In fact, some of Mr. Sanders’ claims are frankly outlandish. That the face value of printed notes is now greater than that of the dollar, having doubled in five years, is neither relevant nor automatically to be welcomed. The dollar’s fall relative to the euro may have assisted this transition, but it is not helping European exporters (at least, not on the Continent). Meanwhile, the fact that the money-supply has doubled in five years is usually a sign of inflation.
Of course, if the European Central Bank had deliberately chosen an inflationary policy it might be understandable, as some of the larger Euro-zone countries have been struggling with deflationary pressure over the past few years. Certainly anything that could save Germany and France from their stagnation should be welcomed. However, the UK has been happily free of deflation and growing steadily over the past few years – in fact it is inflation that under Gordon Brown has been causing us concern. Thank heavens, therefore, that we have an independent central bank that can respond to our specific economic circumstances!
Mr. Sanders attempts to ridicule Britain’s monetary independence by suggesting that “by staying out, [all] we retain [is] the Queen's head on the bits of paper we exchange for goods and services, our banks make massive profits out of us, and we keep our coins”. In fact, the Bank of England has done (and forgive me for what must be one of the most apposite puns in history) a Sterling job in maintaining price stability – far better than the ECB, which has overseen a mini-recession in Germany while other member-states have witnessed inflation.

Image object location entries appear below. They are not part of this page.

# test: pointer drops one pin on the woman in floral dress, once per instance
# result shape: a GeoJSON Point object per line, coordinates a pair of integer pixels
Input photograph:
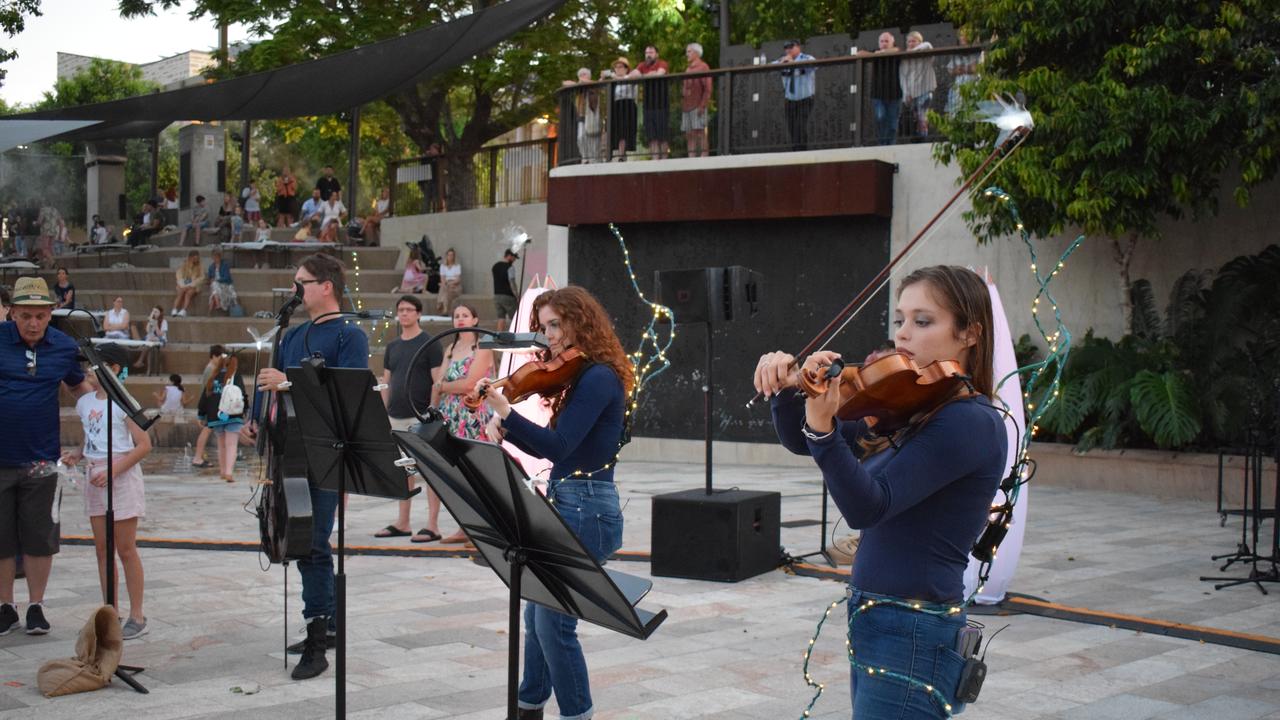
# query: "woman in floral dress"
{"type": "Point", "coordinates": [464, 365]}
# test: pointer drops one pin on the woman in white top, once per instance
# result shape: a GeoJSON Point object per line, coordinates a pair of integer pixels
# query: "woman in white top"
{"type": "Point", "coordinates": [373, 227]}
{"type": "Point", "coordinates": [332, 213]}
{"type": "Point", "coordinates": [129, 445]}
{"type": "Point", "coordinates": [918, 82]}
{"type": "Point", "coordinates": [117, 320]}
{"type": "Point", "coordinates": [187, 285]}
{"type": "Point", "coordinates": [250, 201]}
{"type": "Point", "coordinates": [158, 331]}
{"type": "Point", "coordinates": [451, 282]}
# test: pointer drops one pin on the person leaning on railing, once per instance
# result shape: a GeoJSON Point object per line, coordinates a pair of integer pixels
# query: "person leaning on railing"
{"type": "Point", "coordinates": [695, 96]}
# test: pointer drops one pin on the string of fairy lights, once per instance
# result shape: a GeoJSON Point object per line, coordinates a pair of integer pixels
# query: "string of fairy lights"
{"type": "Point", "coordinates": [1037, 397]}
{"type": "Point", "coordinates": [649, 359]}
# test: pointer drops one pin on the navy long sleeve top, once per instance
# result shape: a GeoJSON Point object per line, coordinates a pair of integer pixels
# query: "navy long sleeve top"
{"type": "Point", "coordinates": [920, 506]}
{"type": "Point", "coordinates": [586, 433]}
{"type": "Point", "coordinates": [341, 343]}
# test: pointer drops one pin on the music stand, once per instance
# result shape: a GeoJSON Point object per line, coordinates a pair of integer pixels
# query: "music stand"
{"type": "Point", "coordinates": [347, 436]}
{"type": "Point", "coordinates": [524, 540]}
{"type": "Point", "coordinates": [115, 395]}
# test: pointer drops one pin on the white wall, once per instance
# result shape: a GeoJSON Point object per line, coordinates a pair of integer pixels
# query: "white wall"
{"type": "Point", "coordinates": [476, 236]}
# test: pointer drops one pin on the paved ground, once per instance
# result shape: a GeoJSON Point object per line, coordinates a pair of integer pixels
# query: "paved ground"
{"type": "Point", "coordinates": [428, 636]}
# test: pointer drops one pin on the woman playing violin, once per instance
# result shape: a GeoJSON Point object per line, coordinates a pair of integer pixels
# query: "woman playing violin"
{"type": "Point", "coordinates": [581, 441]}
{"type": "Point", "coordinates": [920, 501]}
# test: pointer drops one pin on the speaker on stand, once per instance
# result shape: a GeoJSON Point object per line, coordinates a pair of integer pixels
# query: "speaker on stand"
{"type": "Point", "coordinates": [711, 534]}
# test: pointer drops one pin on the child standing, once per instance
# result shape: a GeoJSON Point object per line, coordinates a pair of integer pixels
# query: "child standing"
{"type": "Point", "coordinates": [129, 445]}
{"type": "Point", "coordinates": [172, 397]}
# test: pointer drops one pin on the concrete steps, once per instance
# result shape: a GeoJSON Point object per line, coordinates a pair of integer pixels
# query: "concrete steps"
{"type": "Point", "coordinates": [248, 279]}
{"type": "Point", "coordinates": [170, 256]}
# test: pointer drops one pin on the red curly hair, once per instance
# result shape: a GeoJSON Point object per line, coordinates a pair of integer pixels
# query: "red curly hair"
{"type": "Point", "coordinates": [593, 333]}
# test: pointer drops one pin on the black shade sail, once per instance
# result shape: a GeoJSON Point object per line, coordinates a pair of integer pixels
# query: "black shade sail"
{"type": "Point", "coordinates": [316, 87]}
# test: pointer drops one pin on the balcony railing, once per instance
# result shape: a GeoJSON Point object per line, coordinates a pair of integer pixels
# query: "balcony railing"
{"type": "Point", "coordinates": [849, 101]}
{"type": "Point", "coordinates": [502, 174]}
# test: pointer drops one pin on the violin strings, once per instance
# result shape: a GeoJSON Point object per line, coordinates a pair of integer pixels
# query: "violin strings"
{"type": "Point", "coordinates": [923, 240]}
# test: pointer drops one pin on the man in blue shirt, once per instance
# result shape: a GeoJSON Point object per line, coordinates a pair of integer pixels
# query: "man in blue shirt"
{"type": "Point", "coordinates": [342, 345]}
{"type": "Point", "coordinates": [798, 86]}
{"type": "Point", "coordinates": [35, 359]}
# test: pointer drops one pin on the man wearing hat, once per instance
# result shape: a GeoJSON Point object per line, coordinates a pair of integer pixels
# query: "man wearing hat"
{"type": "Point", "coordinates": [504, 287]}
{"type": "Point", "coordinates": [798, 86]}
{"type": "Point", "coordinates": [35, 359]}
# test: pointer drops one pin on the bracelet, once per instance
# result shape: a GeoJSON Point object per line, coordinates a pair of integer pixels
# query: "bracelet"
{"type": "Point", "coordinates": [813, 434]}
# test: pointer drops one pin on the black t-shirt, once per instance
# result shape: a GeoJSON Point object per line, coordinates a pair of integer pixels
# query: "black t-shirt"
{"type": "Point", "coordinates": [397, 358]}
{"type": "Point", "coordinates": [62, 295]}
{"type": "Point", "coordinates": [327, 186]}
{"type": "Point", "coordinates": [502, 278]}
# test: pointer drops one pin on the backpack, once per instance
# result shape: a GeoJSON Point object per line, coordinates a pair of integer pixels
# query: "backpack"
{"type": "Point", "coordinates": [232, 401]}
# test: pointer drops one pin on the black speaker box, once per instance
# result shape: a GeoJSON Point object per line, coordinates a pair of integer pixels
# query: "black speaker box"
{"type": "Point", "coordinates": [726, 536]}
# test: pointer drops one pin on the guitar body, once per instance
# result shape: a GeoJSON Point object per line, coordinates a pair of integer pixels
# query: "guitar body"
{"type": "Point", "coordinates": [284, 506]}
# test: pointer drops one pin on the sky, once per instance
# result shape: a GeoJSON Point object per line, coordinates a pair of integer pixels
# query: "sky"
{"type": "Point", "coordinates": [95, 27]}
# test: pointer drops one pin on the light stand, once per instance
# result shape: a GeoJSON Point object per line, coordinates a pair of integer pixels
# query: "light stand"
{"type": "Point", "coordinates": [115, 395]}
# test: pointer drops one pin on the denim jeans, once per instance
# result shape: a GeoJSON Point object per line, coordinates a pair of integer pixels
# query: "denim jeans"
{"type": "Point", "coordinates": [886, 119]}
{"type": "Point", "coordinates": [316, 572]}
{"type": "Point", "coordinates": [917, 645]}
{"type": "Point", "coordinates": [553, 657]}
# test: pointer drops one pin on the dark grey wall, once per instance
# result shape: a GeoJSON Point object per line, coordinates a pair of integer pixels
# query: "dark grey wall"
{"type": "Point", "coordinates": [812, 268]}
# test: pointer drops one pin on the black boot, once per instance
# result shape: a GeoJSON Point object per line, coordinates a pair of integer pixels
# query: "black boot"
{"type": "Point", "coordinates": [312, 661]}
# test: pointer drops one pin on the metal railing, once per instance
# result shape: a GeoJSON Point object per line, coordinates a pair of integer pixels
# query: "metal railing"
{"type": "Point", "coordinates": [513, 173]}
{"type": "Point", "coordinates": [769, 108]}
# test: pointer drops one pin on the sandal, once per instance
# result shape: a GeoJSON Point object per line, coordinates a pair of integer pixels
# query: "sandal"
{"type": "Point", "coordinates": [425, 534]}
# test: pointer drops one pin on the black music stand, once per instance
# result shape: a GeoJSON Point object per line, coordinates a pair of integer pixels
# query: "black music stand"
{"type": "Point", "coordinates": [115, 395]}
{"type": "Point", "coordinates": [347, 436]}
{"type": "Point", "coordinates": [524, 540]}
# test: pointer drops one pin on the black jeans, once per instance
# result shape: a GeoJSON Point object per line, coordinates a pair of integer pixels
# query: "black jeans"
{"type": "Point", "coordinates": [798, 122]}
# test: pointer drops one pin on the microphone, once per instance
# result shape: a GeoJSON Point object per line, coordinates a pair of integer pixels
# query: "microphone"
{"type": "Point", "coordinates": [292, 304]}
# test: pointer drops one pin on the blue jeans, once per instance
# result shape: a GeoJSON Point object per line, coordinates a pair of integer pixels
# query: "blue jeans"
{"type": "Point", "coordinates": [886, 119]}
{"type": "Point", "coordinates": [318, 570]}
{"type": "Point", "coordinates": [553, 657]}
{"type": "Point", "coordinates": [917, 645]}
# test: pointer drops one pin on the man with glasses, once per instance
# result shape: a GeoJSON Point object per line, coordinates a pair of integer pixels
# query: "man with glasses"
{"type": "Point", "coordinates": [35, 359]}
{"type": "Point", "coordinates": [342, 345]}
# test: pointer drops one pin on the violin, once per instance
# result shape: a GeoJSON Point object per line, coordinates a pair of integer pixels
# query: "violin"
{"type": "Point", "coordinates": [887, 391]}
{"type": "Point", "coordinates": [540, 377]}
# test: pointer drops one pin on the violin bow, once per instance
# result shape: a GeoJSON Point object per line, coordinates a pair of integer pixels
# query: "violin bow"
{"type": "Point", "coordinates": [849, 311]}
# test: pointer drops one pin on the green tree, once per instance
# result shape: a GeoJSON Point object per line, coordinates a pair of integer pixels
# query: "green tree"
{"type": "Point", "coordinates": [99, 82]}
{"type": "Point", "coordinates": [1143, 109]}
{"type": "Point", "coordinates": [13, 19]}
{"type": "Point", "coordinates": [462, 109]}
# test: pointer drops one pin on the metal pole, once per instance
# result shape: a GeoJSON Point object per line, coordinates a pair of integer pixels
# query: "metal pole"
{"type": "Point", "coordinates": [248, 128]}
{"type": "Point", "coordinates": [707, 413]}
{"type": "Point", "coordinates": [353, 163]}
{"type": "Point", "coordinates": [155, 162]}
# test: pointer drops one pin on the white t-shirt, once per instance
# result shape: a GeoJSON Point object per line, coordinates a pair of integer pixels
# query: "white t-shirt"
{"type": "Point", "coordinates": [92, 413]}
{"type": "Point", "coordinates": [250, 197]}
{"type": "Point", "coordinates": [172, 400]}
{"type": "Point", "coordinates": [332, 212]}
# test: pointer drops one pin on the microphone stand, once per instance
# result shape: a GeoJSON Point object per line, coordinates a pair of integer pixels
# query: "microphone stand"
{"type": "Point", "coordinates": [115, 395]}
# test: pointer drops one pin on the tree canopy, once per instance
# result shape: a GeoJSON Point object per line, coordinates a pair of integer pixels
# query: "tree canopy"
{"type": "Point", "coordinates": [1143, 109]}
{"type": "Point", "coordinates": [13, 19]}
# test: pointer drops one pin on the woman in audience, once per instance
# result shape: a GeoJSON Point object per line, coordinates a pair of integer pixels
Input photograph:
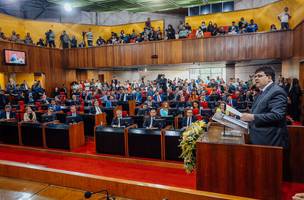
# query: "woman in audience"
{"type": "Point", "coordinates": [170, 32]}
{"type": "Point", "coordinates": [164, 111]}
{"type": "Point", "coordinates": [29, 115]}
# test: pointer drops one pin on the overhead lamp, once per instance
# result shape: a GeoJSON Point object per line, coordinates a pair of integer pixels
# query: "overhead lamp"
{"type": "Point", "coordinates": [67, 7]}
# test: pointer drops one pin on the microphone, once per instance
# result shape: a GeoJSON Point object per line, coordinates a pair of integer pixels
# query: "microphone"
{"type": "Point", "coordinates": [89, 194]}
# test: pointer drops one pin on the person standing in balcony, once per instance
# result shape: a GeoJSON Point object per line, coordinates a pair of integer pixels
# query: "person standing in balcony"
{"type": "Point", "coordinates": [284, 18]}
{"type": "Point", "coordinates": [89, 35]}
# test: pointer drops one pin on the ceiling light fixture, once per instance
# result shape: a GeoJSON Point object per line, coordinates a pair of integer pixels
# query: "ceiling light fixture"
{"type": "Point", "coordinates": [67, 7]}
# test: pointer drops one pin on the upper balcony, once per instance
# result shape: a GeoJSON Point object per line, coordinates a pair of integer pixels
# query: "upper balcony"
{"type": "Point", "coordinates": [251, 46]}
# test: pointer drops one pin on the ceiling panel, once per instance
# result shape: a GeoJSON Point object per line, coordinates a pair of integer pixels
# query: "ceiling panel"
{"type": "Point", "coordinates": [133, 5]}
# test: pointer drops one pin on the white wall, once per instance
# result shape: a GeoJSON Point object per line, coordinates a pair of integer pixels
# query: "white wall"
{"type": "Point", "coordinates": [243, 72]}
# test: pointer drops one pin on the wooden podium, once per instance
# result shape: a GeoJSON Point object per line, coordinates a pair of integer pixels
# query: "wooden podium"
{"type": "Point", "coordinates": [226, 164]}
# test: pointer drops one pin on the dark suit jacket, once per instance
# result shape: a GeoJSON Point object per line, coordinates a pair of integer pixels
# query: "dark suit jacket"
{"type": "Point", "coordinates": [93, 110]}
{"type": "Point", "coordinates": [123, 122]}
{"type": "Point", "coordinates": [184, 121]}
{"type": "Point", "coordinates": [155, 123]}
{"type": "Point", "coordinates": [3, 115]}
{"type": "Point", "coordinates": [269, 124]}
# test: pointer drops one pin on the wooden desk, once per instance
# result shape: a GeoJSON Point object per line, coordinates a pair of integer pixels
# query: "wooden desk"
{"type": "Point", "coordinates": [228, 165]}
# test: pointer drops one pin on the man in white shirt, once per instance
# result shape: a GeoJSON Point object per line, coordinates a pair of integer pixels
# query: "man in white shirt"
{"type": "Point", "coordinates": [267, 120]}
{"type": "Point", "coordinates": [7, 114]}
{"type": "Point", "coordinates": [284, 18]}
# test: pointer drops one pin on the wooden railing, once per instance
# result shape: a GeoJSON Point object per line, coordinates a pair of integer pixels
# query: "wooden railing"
{"type": "Point", "coordinates": [268, 45]}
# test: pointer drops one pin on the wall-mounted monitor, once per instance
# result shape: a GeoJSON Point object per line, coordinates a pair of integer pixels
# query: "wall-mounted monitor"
{"type": "Point", "coordinates": [14, 57]}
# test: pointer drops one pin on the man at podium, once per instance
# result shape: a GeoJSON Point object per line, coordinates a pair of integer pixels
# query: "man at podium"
{"type": "Point", "coordinates": [267, 124]}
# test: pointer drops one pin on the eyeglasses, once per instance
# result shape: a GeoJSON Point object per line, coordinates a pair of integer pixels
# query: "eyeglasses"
{"type": "Point", "coordinates": [259, 75]}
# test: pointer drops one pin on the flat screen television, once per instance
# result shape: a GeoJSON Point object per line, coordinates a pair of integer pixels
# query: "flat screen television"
{"type": "Point", "coordinates": [14, 57]}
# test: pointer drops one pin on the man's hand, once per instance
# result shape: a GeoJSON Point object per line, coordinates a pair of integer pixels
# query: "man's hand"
{"type": "Point", "coordinates": [299, 196]}
{"type": "Point", "coordinates": [247, 117]}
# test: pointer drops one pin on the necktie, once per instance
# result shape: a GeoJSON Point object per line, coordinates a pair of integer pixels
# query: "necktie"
{"type": "Point", "coordinates": [151, 122]}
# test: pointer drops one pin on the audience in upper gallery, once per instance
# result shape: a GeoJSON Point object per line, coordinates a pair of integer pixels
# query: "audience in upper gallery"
{"type": "Point", "coordinates": [284, 18]}
{"type": "Point", "coordinates": [233, 29]}
{"type": "Point", "coordinates": [64, 40]}
{"type": "Point", "coordinates": [149, 33]}
{"type": "Point", "coordinates": [273, 27]}
{"type": "Point", "coordinates": [7, 113]}
{"type": "Point", "coordinates": [50, 38]}
{"type": "Point", "coordinates": [29, 115]}
{"type": "Point", "coordinates": [170, 32]}
{"type": "Point", "coordinates": [252, 27]}
{"type": "Point", "coordinates": [89, 36]}
{"type": "Point", "coordinates": [28, 39]}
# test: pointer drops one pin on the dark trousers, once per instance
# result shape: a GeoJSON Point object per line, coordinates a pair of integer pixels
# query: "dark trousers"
{"type": "Point", "coordinates": [52, 44]}
{"type": "Point", "coordinates": [90, 43]}
{"type": "Point", "coordinates": [284, 26]}
{"type": "Point", "coordinates": [65, 45]}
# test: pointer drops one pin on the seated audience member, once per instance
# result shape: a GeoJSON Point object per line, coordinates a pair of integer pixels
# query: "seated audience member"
{"type": "Point", "coordinates": [243, 24]}
{"type": "Point", "coordinates": [252, 27]}
{"type": "Point", "coordinates": [13, 37]}
{"type": "Point", "coordinates": [273, 27]}
{"type": "Point", "coordinates": [73, 113]}
{"type": "Point", "coordinates": [188, 119]}
{"type": "Point", "coordinates": [222, 109]}
{"type": "Point", "coordinates": [157, 97]}
{"type": "Point", "coordinates": [195, 108]}
{"type": "Point", "coordinates": [50, 114]}
{"type": "Point", "coordinates": [96, 109]}
{"type": "Point", "coordinates": [233, 29]}
{"type": "Point", "coordinates": [183, 33]}
{"type": "Point", "coordinates": [7, 113]}
{"type": "Point", "coordinates": [44, 100]}
{"type": "Point", "coordinates": [138, 96]}
{"type": "Point", "coordinates": [100, 41]}
{"type": "Point", "coordinates": [210, 27]}
{"type": "Point", "coordinates": [119, 121]}
{"type": "Point", "coordinates": [170, 32]}
{"type": "Point", "coordinates": [298, 196]}
{"type": "Point", "coordinates": [54, 106]}
{"type": "Point", "coordinates": [188, 27]}
{"type": "Point", "coordinates": [73, 42]}
{"type": "Point", "coordinates": [284, 18]}
{"type": "Point", "coordinates": [144, 111]}
{"type": "Point", "coordinates": [28, 39]}
{"type": "Point", "coordinates": [74, 100]}
{"type": "Point", "coordinates": [40, 43]}
{"type": "Point", "coordinates": [221, 31]}
{"type": "Point", "coordinates": [164, 111]}
{"type": "Point", "coordinates": [151, 121]}
{"type": "Point", "coordinates": [64, 40]}
{"type": "Point", "coordinates": [215, 30]}
{"type": "Point", "coordinates": [29, 115]}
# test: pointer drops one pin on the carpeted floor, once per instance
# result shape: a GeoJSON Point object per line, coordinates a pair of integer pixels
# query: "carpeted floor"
{"type": "Point", "coordinates": [129, 171]}
{"type": "Point", "coordinates": [115, 169]}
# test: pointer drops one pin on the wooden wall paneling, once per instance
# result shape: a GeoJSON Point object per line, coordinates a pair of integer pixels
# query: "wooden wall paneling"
{"type": "Point", "coordinates": [296, 159]}
{"type": "Point", "coordinates": [192, 50]}
{"type": "Point", "coordinates": [298, 42]}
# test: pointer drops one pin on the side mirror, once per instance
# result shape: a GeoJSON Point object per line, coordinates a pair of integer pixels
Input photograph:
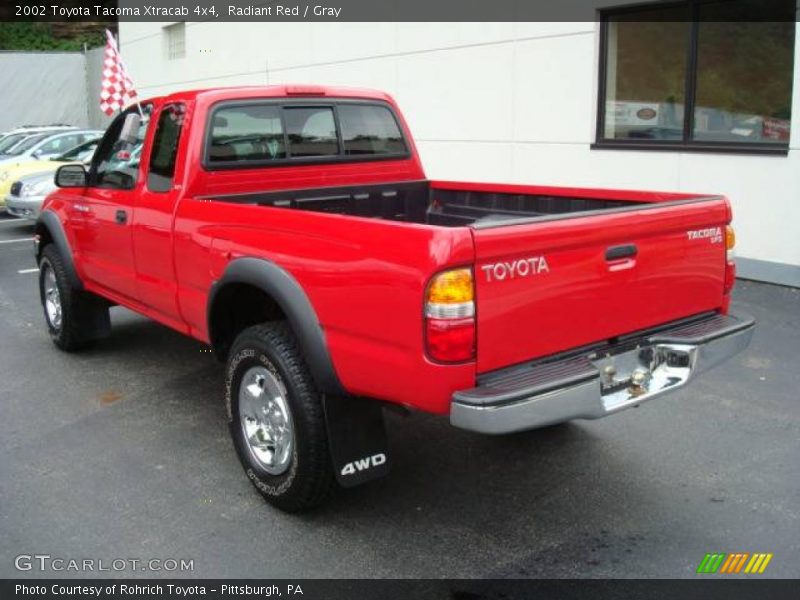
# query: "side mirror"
{"type": "Point", "coordinates": [130, 128]}
{"type": "Point", "coordinates": [71, 176]}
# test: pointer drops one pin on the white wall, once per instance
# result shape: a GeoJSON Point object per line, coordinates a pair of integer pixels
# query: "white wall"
{"type": "Point", "coordinates": [507, 102]}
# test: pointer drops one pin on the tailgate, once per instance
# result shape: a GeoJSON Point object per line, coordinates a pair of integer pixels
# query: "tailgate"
{"type": "Point", "coordinates": [551, 285]}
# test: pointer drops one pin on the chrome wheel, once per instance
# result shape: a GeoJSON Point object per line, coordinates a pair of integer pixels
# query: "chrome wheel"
{"type": "Point", "coordinates": [266, 419]}
{"type": "Point", "coordinates": [52, 297]}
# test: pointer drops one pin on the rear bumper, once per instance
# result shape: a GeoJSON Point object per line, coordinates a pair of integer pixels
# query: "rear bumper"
{"type": "Point", "coordinates": [602, 380]}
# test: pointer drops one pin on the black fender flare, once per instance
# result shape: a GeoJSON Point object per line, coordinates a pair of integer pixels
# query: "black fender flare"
{"type": "Point", "coordinates": [293, 301]}
{"type": "Point", "coordinates": [50, 221]}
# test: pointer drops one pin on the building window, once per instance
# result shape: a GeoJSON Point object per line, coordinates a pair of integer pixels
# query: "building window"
{"type": "Point", "coordinates": [698, 75]}
{"type": "Point", "coordinates": [175, 41]}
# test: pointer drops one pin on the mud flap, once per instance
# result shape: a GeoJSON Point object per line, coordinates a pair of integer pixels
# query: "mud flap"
{"type": "Point", "coordinates": [357, 439]}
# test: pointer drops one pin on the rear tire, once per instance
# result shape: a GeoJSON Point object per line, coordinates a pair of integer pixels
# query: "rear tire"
{"type": "Point", "coordinates": [74, 318]}
{"type": "Point", "coordinates": [276, 419]}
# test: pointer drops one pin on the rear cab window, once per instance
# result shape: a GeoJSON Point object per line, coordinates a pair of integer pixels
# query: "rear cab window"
{"type": "Point", "coordinates": [266, 132]}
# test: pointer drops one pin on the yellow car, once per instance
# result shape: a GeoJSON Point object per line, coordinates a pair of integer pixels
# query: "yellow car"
{"type": "Point", "coordinates": [10, 172]}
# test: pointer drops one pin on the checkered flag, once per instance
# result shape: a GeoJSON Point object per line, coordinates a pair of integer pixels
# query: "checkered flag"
{"type": "Point", "coordinates": [116, 89]}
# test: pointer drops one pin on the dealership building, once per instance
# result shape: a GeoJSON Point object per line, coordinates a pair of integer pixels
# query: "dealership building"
{"type": "Point", "coordinates": [679, 98]}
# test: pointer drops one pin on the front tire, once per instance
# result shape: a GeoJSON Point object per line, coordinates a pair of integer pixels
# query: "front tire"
{"type": "Point", "coordinates": [75, 319]}
{"type": "Point", "coordinates": [277, 420]}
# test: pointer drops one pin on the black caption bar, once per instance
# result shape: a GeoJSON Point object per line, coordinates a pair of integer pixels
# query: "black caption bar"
{"type": "Point", "coordinates": [352, 10]}
{"type": "Point", "coordinates": [344, 589]}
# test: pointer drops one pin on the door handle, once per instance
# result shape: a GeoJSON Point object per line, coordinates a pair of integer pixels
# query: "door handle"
{"type": "Point", "coordinates": [625, 251]}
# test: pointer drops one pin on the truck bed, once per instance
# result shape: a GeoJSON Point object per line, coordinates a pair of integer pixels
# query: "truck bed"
{"type": "Point", "coordinates": [451, 204]}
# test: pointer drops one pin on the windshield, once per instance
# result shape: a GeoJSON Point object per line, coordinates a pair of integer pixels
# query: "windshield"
{"type": "Point", "coordinates": [26, 145]}
{"type": "Point", "coordinates": [10, 140]}
{"type": "Point", "coordinates": [81, 152]}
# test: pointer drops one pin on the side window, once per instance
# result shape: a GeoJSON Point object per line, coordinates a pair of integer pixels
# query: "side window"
{"type": "Point", "coordinates": [311, 131]}
{"type": "Point", "coordinates": [246, 133]}
{"type": "Point", "coordinates": [368, 129]}
{"type": "Point", "coordinates": [60, 144]}
{"type": "Point", "coordinates": [165, 148]}
{"type": "Point", "coordinates": [116, 163]}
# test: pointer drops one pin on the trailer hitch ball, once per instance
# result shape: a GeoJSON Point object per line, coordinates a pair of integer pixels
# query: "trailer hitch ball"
{"type": "Point", "coordinates": [639, 381]}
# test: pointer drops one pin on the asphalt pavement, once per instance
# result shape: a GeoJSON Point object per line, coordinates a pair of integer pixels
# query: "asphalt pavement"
{"type": "Point", "coordinates": [122, 452]}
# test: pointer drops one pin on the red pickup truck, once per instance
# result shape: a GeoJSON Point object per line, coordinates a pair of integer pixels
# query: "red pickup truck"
{"type": "Point", "coordinates": [293, 230]}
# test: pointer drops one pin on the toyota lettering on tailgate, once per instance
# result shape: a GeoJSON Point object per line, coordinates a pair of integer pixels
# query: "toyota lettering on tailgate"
{"type": "Point", "coordinates": [523, 267]}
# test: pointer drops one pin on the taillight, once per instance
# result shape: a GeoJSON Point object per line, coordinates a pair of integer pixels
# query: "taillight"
{"type": "Point", "coordinates": [730, 266]}
{"type": "Point", "coordinates": [730, 241]}
{"type": "Point", "coordinates": [450, 316]}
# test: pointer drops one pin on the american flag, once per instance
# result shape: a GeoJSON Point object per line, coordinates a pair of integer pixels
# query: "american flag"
{"type": "Point", "coordinates": [116, 89]}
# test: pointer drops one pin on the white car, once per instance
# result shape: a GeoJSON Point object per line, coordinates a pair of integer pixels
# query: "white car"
{"type": "Point", "coordinates": [43, 146]}
{"type": "Point", "coordinates": [28, 192]}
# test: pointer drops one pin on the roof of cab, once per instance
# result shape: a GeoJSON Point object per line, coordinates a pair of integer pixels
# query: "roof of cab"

Furthermore, the pound has managed to steer a course between the euro and the dollar, which is handy because half our trade (the half Mr. Sanders ignores) is still with the dollar zone. So while Mr. Sanders may be right to say that “If you run a business that trades with the Euro zone you pay exchange rate commissions to the banks on your transactions, that increase your costs and reduce your competitiveness”, he neglects the fact that if you run a business trading with the dollar zone and we had adopted the euro, you would have experienced massive and unpredictable volatility in exchange rates that would have disrupted any long-range economic calculations. This is far less of an issue for our European neighbours, as they have increasingly shifted from trading globally to trading regionally, but the fact that they are doing so does not prove that the Single Market generates better returns than global trade; it merely proves that trade will follow the path of least resistance.
Mr. Sanders’ suggestion that “The Euro is achieving … a single currency zone and market that could match and compete with the Dollar and US economy on equal terms” is ludicrous. The European economy may be as large as that of the USA, but this was not caused by the Euro. Neither has the euro-zone’s economy performed as well as that of the dollar zone, though America does appear to be moving into a period of slower growth.
It is clear from his blog that Mr. Sanders has been drawn in by the economic (supra-)nationalism of the euro’s perceived success against the dollar and has lost sight of the real goal, which is the British economy. This is a shame. Whether Britain will fare better within the euro-zone or with its own currency is a matter of national policy that should be based on sound economic reasoning and not a puerile competition with the Americans over whose currency is the biggest. I would heartily concur with Mr. Sanders that one should not swallow either euro or British coins. I suggest one should not swallow his argument, either. Whether we decide to swallow the euro will require more – and more elevated – debate than Mr. Sanders provides.